J’ai brusquement perdu ma mère avant d’avoir mes propres enfants. Aujourd’hui, je suis très en colère sur ma belle-mère, totalement absente auprès de ses petites filles. Elles n’ont déjà plus leur grand-mère de l’autre côté qui, elle, aurait été une grand-mère de rêve. Mon mari qui est super chouette se sent mal avec ça aussi.
Anna 36 ans
Chère Anna, vous auriez tant aimé pouvoir être encore maternée lors de votre grossesse, de votre accouchement et des premiers mois qui visiblement n’ont pas été de tout repos avec votre première fille. Elle vous a tant manqué…La perte de votre mère fut brutale, pénible, voire insupportable, un temps, Anna, et peut-être ne vous en êtes-vous pas tout à fait remise. Et pourtant, votre belle-mère ne palliera pas à cette perte. Elle aurait pu, peut-être, un peu, elle aurait dû, pensez-vous, elle aurait dû, sûrement ? Rien ni personne ne remplace une mère. Votre détresse ne vous donne de droits ni sur la mère de votre mari, ni sur quiconque. Si certaines personnes, touchées par ce qui vous est arrivé, prennent soin de vous ou proposent leur aide, prenez-le comme un cadeau, mais ne faites pas du décès prématuré de votre mère un argument, Anna, ou une exigence, vous vous causeriez du tort, à vous-même bien plus qu’aux autres.
Vous avez dû faire sans maman trop tôt, et voilà qu’en devenant mère cela vous a paru plus douloureux encore. Grandir malgré tout, devenir maman vous-même, dans ces conditions nécessite un travail psychique inconfortable, un travail de deuil, une construction intérieure qui vous permette de vous passer de votre mère, Anna. Peut-être tentez-vous d’échapper à cela, en passant par votre belle-mère ? C’était probablement légitime et tentant d’espérer qu’elle pourrait compenser la perte, et non seulement, elle ne compense pas, mais en plus elle aggrave la situation, il est permis aussi d’être fâchée. Pourtant, Anna, ne laissez pas votre colère vous empêcher d’effectuer cet important travail de deuil.

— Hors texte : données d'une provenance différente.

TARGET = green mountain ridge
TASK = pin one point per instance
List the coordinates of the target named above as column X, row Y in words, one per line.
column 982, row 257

Tout pénible que ce soit, ne laissez pas votre rage prendre la place de votre tristesse, vous risqueriez de vous y enferrer, il semble tellement plus facile de se battre que de pleurer. Le risque serait de vous fâcher toute votre vie et de ne pouvoir vous passer de ce moyen pour échapper à la douleur de l’absence.